Enterprise mobility brings Network Rail agility 'never before conceived to be possible'
Joe Blake tells Computing's Enterprise Mobility Summit how mobile has brought massive changes to Network Rail
Network Rail has transformed the way it operates by rolling out an agile, mobile-focused strategy that has allowed the organisation to do things it would not have previously thought possible.
Joe Blake, sales director of enterprise mobile application platform FeedHenry by Red Hat, told Computing's Enterprise Mobility and Application Management Summit 2015 that this transformation has enabled an organisation which had a very traditional IT department to become faster and more agile, bringing benefits to users throughout Network Rail.
The firm has now gone so far as to roll out the use of Internet of Things-connected devices across its systems, but that innovative attitude was not always prevalent in the organisation.
"Not surprisingly, it is a very traditional, very conservative organisation which is tasked with the massive responsibility of keeping this country running," Blake said of Network Rail. "It keeps the wheels turning by ensuring very, very high levels of performance throughout that infrastructure and has done that over many years."
With a traditionally conservative approach to IT management, Network Rail initially struggled with mobile, but Blake described how the organisation slowly but surely realised the benefits and saw how it would require a different way of thinking.
"Over time they started to realise that mobile is different and it doesn't make sense to build their mobile strategy with the mindset of slow, long development cycles with propriety waterfall methodologies," said Blake.
"It changes on a monthly basis, as we know from the various new releases that are coming at us," he said. "It just doesn't make sense to tie yourself to a 12-month development cycle."
It therefore made sense for Network Rail to focus its efforts on mobile and harness areas such as agility, openness and non-proprietary technology, especially when there are so many experts with technology and software available to use.
"There are hundreds of thousands of people out there innovating all the time to solve technical problems with mobile and if you're smart, you want to make sure your business can leverage all the innovation that's going out there in the world solving things that are very real problems," said Blake.
Encouraged by the large selection of technology available, Network Rail set out to find more agile and more flexible ways of working with enterprise mobility, harnessing technologies such as cloud software. No longer burdened with legacy IT infrastructure, it is now embracing new technologies that are only two or three years old.

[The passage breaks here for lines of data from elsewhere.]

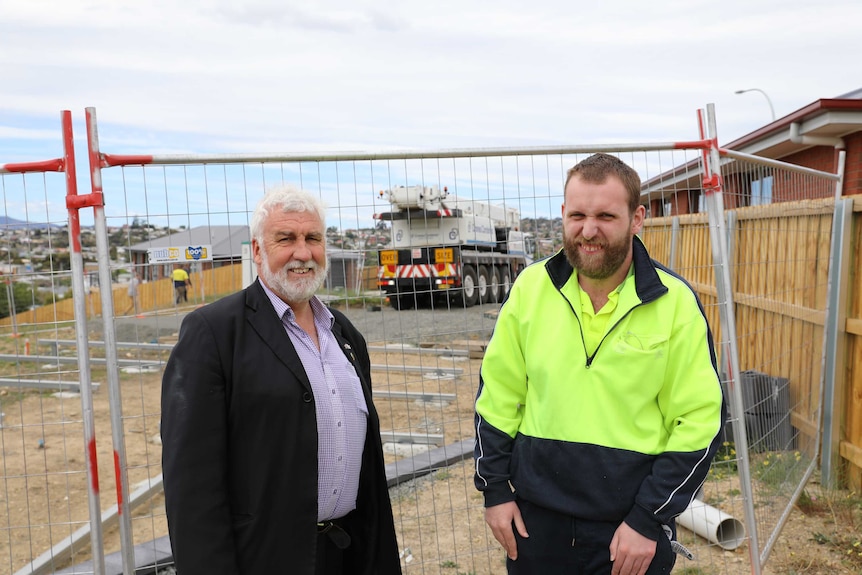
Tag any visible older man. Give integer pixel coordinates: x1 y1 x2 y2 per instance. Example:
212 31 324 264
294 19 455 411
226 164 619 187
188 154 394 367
161 187 401 575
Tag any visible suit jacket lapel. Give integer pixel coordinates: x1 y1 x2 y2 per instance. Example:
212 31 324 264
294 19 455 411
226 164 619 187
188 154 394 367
245 280 311 391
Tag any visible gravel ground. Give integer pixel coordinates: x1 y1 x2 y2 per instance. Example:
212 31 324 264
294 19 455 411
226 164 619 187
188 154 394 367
338 304 500 345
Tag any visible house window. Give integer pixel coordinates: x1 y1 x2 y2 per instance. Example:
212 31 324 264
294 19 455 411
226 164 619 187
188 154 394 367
749 176 772 206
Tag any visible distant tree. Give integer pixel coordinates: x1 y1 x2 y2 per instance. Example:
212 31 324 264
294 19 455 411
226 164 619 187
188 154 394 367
51 252 72 272
0 281 41 318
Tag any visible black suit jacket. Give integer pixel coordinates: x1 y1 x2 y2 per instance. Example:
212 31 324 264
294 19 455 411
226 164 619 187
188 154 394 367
161 282 401 575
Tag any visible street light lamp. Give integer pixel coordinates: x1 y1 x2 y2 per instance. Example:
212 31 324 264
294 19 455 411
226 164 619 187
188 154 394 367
734 88 775 122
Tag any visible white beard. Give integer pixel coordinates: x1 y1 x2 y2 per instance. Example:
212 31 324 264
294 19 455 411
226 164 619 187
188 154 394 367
260 250 326 303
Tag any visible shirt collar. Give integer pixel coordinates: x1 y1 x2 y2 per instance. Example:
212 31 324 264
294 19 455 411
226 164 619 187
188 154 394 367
258 279 335 328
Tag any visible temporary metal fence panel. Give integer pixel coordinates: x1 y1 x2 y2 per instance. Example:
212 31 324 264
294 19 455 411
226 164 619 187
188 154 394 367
0 106 844 574
0 111 111 574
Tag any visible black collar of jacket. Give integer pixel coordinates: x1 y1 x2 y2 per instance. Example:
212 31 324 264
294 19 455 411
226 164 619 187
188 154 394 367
545 236 675 303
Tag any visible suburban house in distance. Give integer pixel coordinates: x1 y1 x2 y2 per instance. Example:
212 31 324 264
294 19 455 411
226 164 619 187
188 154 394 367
641 89 862 217
128 226 365 290
127 225 249 281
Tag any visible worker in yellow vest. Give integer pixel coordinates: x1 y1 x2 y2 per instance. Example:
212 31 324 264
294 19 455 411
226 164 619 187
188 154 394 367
171 264 192 304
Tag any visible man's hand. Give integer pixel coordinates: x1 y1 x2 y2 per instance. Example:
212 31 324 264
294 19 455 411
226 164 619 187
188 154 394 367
485 501 529 561
612 520 656 575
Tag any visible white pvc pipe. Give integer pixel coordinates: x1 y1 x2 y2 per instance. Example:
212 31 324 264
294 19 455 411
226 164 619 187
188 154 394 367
676 499 745 550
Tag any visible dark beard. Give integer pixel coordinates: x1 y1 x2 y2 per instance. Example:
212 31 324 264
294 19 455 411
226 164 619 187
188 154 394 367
563 236 632 280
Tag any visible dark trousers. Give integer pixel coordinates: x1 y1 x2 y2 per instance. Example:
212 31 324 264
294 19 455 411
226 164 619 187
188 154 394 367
506 499 676 575
314 520 350 575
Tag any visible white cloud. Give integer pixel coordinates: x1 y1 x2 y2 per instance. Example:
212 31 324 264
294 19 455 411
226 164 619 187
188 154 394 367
0 0 862 161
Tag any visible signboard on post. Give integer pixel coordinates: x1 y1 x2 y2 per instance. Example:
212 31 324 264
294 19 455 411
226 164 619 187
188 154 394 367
147 245 213 303
147 245 213 264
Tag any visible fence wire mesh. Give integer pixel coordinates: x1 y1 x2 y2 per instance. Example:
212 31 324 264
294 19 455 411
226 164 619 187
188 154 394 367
0 120 848 574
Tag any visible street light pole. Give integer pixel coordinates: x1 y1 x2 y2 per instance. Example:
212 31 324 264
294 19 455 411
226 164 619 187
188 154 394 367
734 88 775 122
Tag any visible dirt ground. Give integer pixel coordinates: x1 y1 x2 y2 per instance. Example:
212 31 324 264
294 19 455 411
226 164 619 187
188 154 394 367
0 338 862 575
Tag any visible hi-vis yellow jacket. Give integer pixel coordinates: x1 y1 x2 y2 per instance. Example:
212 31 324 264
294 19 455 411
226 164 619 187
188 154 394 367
474 237 725 540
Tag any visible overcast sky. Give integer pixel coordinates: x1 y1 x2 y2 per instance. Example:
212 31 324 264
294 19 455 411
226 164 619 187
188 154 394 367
0 0 862 227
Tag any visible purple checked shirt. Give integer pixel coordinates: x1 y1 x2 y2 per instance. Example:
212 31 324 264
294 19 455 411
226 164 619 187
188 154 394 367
261 282 368 521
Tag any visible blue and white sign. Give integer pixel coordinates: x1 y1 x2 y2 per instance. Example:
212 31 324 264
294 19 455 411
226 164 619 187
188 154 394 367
147 245 213 264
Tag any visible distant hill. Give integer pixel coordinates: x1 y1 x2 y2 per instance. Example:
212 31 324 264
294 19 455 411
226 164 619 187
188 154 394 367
0 216 63 230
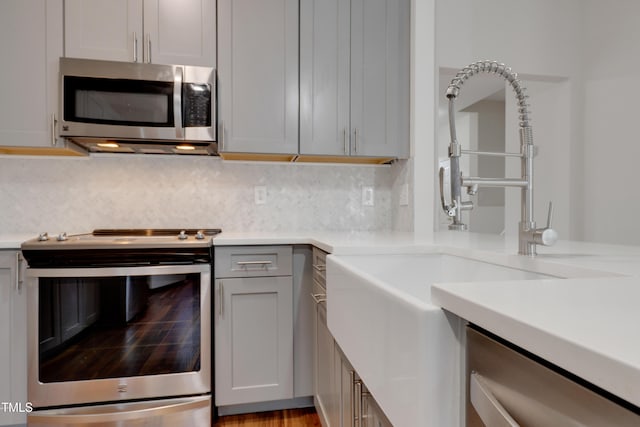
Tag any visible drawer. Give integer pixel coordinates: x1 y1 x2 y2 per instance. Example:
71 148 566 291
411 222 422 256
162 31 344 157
312 246 327 286
214 246 293 278
467 328 640 427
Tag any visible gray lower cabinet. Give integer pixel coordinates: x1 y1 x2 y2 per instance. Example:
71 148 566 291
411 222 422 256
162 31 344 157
218 0 299 158
300 0 411 158
213 246 294 407
0 250 27 425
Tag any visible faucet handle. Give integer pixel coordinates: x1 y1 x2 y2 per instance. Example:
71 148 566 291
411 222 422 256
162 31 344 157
533 202 558 246
547 202 553 228
438 167 456 217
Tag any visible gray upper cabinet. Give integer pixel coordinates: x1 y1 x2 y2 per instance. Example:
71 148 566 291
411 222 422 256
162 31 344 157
218 0 299 157
300 0 410 158
65 0 216 67
0 0 78 155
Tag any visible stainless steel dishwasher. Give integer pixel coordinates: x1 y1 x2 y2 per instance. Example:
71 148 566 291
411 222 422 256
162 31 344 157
467 326 640 427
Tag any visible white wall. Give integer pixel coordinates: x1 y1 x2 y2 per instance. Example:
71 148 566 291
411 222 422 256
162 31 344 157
583 0 640 245
0 155 397 234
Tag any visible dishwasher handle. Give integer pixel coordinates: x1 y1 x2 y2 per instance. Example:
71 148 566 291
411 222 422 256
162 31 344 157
469 372 520 427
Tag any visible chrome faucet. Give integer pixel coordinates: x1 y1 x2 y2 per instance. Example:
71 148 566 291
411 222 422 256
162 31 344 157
439 61 558 256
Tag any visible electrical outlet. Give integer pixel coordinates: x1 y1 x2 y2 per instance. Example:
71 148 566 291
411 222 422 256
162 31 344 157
253 185 267 205
362 187 374 206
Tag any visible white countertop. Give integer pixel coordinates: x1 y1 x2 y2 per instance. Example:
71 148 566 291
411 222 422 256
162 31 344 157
214 232 640 406
5 232 640 406
0 233 38 250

"They're leveraging technologies that enable business users - not even developers - to build apps quickly and flexibly and roll them out to the business," Blake explained, describing the "very significant" requirements of Network Rail, which now has more than 40,000 mobile staff who all need support using "200 to 300 mobile solutions across devices."
"That's a very complex problem and they took a very strategic approach to it," he said.

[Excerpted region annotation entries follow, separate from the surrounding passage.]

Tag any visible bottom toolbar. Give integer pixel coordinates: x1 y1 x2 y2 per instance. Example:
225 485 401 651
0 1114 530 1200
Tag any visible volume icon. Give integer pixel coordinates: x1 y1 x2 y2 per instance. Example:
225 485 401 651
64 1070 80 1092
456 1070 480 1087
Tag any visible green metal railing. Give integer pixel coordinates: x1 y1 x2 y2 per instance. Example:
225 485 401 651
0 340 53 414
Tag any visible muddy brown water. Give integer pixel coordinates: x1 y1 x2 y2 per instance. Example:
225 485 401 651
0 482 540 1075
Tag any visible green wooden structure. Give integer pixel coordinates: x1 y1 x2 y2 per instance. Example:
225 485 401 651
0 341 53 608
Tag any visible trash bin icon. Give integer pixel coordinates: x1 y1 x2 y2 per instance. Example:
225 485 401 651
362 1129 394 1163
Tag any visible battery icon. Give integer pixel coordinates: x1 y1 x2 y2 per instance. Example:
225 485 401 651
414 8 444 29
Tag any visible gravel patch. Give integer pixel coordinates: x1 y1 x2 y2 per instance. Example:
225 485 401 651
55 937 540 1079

One way in which Network Rail got around that issue is by providing clients with a far more agile development toolset to "meet the huge demand from the business, but to do that flexibly, quickly and in a way that could be iterated over time.
"The first release is by no means the definitive article; you're going to get lots of new releases, new features out there as appropriate," said Blake.
The new, mobile way of working has also enabled Network Rail to allow business users to respond much more quickly to problems, such as severe weather affecting train routes and timetables.
"During last year when there was major disruption caused by storms and flooding, they needed to conceive, build and release a mobile application within hours," Blake told the Computing Summit audience.
"Network Rail was able to build and roll out an application that enabled its end users to receive real-time information about the location of the most severe problems, to collect mission-critical data associated with high-priority issues," he said, adding "They can rollout that solution in a couple of hours, no code required."
Ultimately, the deployment of a fully fledged enterprise mobility strategy has "massively improved Network Rail's ability to deal with crisis, focus their resources where they are needed most, and to keep and maintain the highest level of service possible," said Blake.
"It was a significant win for them and something they had never before conceived to be possible," he concluded.
Network Rail did not contribute to the content of this article.